İlk albüm parçası "Circus Love" eşliğinde çıktı sahneye Elif Çağlar. Serkan Özyılmaz'ın piyanoda, Kağan Yıldız'ın bassta ve Onur Alatan'ın davulda eşlik ettiği bir grupla birlikteydi. Hem albümünden parçalarla, hem de sesine de çok yakışan çeşitli yorumlarla renklendirdi gecemizi. "Killing Me Softly" yorumu yine harikaydı. En eski ve en sevilen jazz parçalarından biri olan "Cry Me a River" hakkında biraz konuştu, internette sözlerini aratmak için baktığında Justin Timberlake'in aynı isimli daha yeni şarkısının çıktığından yakındı. 1950'lerde bestelenmiş "Cry me a River" ı çok güzel söyledi. Şarkının sonunda bitirirmiş gibi bir hamleyle Justin Timberlake'in "Cry me a River" şarkısına geçişi de baya iyiydi. Aynı şekilde yakın zamanın hit yıldızlarından Amy Winehouse'un şarkısı "Tears Dry on Their Own" u, şarkının arka planını da anlatarak söyledi (şarkı 1967'de yazılmış "Ain't no Mountain High Enough" un müziği kullanılarak bestelenmiş). Şarkısı esnasında Amy Winehouse'a ve "Ain't no Mountain High Enough" şarkısını kendi yorumuyla baya üst bir noktaya taşıyan Nickolas Ashford'a bir saygı duruşunda bulundu.

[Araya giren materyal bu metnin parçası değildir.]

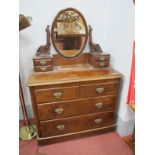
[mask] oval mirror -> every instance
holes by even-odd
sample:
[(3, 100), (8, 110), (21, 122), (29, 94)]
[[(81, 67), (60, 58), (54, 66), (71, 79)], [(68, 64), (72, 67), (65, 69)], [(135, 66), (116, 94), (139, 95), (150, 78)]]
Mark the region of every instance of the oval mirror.
[(60, 11), (51, 30), (52, 43), (56, 51), (66, 58), (78, 56), (86, 46), (88, 28), (83, 15), (74, 8)]

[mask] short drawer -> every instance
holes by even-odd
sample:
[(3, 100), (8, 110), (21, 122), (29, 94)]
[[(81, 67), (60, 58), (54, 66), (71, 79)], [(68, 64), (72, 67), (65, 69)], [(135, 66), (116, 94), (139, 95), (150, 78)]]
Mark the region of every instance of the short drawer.
[(89, 84), (80, 86), (80, 97), (97, 97), (113, 93), (118, 93), (119, 83), (108, 82), (99, 84)]
[(53, 70), (53, 66), (34, 66), (35, 72), (48, 72), (52, 70)]
[(52, 102), (38, 104), (39, 119), (50, 120), (64, 117), (71, 117), (78, 114), (79, 101)]
[(115, 124), (115, 112), (86, 115), (80, 118), (80, 131), (106, 127)]
[(77, 132), (80, 130), (79, 121), (79, 118), (68, 118), (57, 121), (41, 122), (41, 136), (49, 137)]
[(79, 96), (79, 87), (59, 87), (35, 90), (37, 103), (75, 99)]
[(110, 55), (96, 55), (94, 57), (96, 62), (105, 62), (105, 61), (110, 61)]
[(34, 66), (52, 65), (52, 59), (33, 59)]
[(78, 104), (79, 114), (93, 114), (116, 110), (117, 95), (94, 97), (81, 100)]
[(109, 67), (109, 61), (104, 61), (104, 62), (94, 62), (93, 66), (96, 68), (105, 68)]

Sohbetiyle, şarkılarıyla, en az kendi şarkıları kadar güzel yorumladığı şarkılarla, sempatik tavırlarıyla, birlikte çaldığı müzisyenlerin başarılı sololarıyla harika bir konser dinletti bize Elif Çağlar. Aynı zamanda 2 hafta sonra tekrar Ankara'ya konsere geleceğinin müjdesini de verdi (Four in the Pocket'ın 16 aralık pazar günü Passage'daki konseri).